Nikt chyba nie ma wątpliwości co do tego, że Jaron Ennis (29-0-0) to czołowy pięściarz świata. Amerykanin, startujący w wadze półśredniej (welterweight), jednej z najmocniej obsadzonych kategorii wagowych w światowym boksie zawodowym, plasuje się na czołowych pozycjach wszystkich mistrzowskich federacji (3 miejsce WBC, 2 miejsce WBA, 2 miejsce WBO, 1 miejsce IBF), jednakże póki co nadal cierpliwie czeka na walkę o pełnoprawny tytuł mistrza świata.

Uważam, że jestem wystarczająco wysoko w rankingach. Może mówię trochę więcej, ale nie mówię też dużo, tylko delikatnie kąsam. Nie muszę szczekać. Przemawiam w ringu. – mówi 25 latek.

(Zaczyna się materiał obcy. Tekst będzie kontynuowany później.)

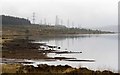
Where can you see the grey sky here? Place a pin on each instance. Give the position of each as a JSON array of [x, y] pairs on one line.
[[87, 13]]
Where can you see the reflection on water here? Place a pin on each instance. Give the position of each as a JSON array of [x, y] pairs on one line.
[[102, 47]]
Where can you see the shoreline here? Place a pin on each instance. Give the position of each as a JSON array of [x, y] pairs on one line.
[[51, 69]]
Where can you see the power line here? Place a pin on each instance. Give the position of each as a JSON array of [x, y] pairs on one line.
[[33, 17]]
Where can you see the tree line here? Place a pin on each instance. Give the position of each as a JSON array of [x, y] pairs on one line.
[[9, 20]]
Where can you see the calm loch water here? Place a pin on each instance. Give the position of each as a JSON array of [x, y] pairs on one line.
[[103, 48]]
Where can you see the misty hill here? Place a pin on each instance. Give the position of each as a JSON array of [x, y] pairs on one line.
[[10, 20]]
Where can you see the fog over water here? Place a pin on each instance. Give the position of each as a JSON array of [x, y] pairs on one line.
[[82, 13]]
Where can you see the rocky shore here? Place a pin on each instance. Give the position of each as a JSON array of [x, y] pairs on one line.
[[44, 69]]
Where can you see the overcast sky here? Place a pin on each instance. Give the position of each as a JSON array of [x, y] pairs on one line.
[[85, 13]]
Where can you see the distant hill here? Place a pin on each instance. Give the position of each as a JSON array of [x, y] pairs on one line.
[[10, 20], [112, 28]]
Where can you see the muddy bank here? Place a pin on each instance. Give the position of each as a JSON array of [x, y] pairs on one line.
[[44, 69]]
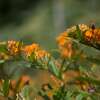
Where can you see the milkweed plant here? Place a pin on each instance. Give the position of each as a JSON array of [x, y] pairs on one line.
[[74, 67]]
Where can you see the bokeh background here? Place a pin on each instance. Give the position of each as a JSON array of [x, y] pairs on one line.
[[42, 20]]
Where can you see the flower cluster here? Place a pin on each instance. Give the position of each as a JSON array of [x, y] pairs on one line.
[[65, 45], [14, 47], [82, 27], [92, 36]]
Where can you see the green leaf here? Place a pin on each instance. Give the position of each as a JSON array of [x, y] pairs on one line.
[[3, 48], [79, 34], [6, 86], [53, 68]]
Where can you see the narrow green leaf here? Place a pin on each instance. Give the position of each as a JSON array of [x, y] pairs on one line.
[[79, 97], [6, 85]]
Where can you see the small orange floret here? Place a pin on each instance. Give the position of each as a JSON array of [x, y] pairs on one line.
[[61, 40], [28, 50]]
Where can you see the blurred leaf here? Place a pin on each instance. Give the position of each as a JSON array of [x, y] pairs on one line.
[[6, 85], [53, 68], [79, 97]]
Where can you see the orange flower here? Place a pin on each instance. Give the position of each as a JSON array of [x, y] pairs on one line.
[[92, 35], [13, 47], [73, 29], [88, 35], [65, 45], [61, 40], [41, 53], [28, 50]]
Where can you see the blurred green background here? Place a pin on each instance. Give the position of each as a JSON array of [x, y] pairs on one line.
[[42, 20]]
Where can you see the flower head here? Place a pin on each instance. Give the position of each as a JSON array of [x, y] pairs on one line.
[[14, 47]]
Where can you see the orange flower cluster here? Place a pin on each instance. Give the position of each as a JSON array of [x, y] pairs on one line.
[[92, 36], [65, 45], [13, 47], [82, 27]]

Pięściarz z Filadelfii (Pennsylvania, Stany Zjednoczone) swoją następną walkę ma stoczyć planowo już za niewiele ponad tydzień (7 stycznia), podczas gali Premier Boxing Champions w Waszyngtonie (DC, Stany Zjednoczone), gdzie głównym wydarzeniem ma być pojedynek pomiędzy posiadaczem pasa WBA “Regular” kategorii lekkiej (lightweight) Gervontą Davisem (27-0-0), a Luisem Hectorem Garcią (18-0-0). Rywalem Ennisa będzie Karen Chukhadzhian (21-1-0), dla którego będzie to debiut na amerykańskim ringu. Stawką pojedynku będzie tymczasowy tytuł IBF, a zwycięzca znacznie przybliży się do walki o pełnoprawne mistrzostwo świata, w którego posiadaniu pozostaje nieprzerwalnie od 2017 roku, Errol Spence Jr (28-0-0).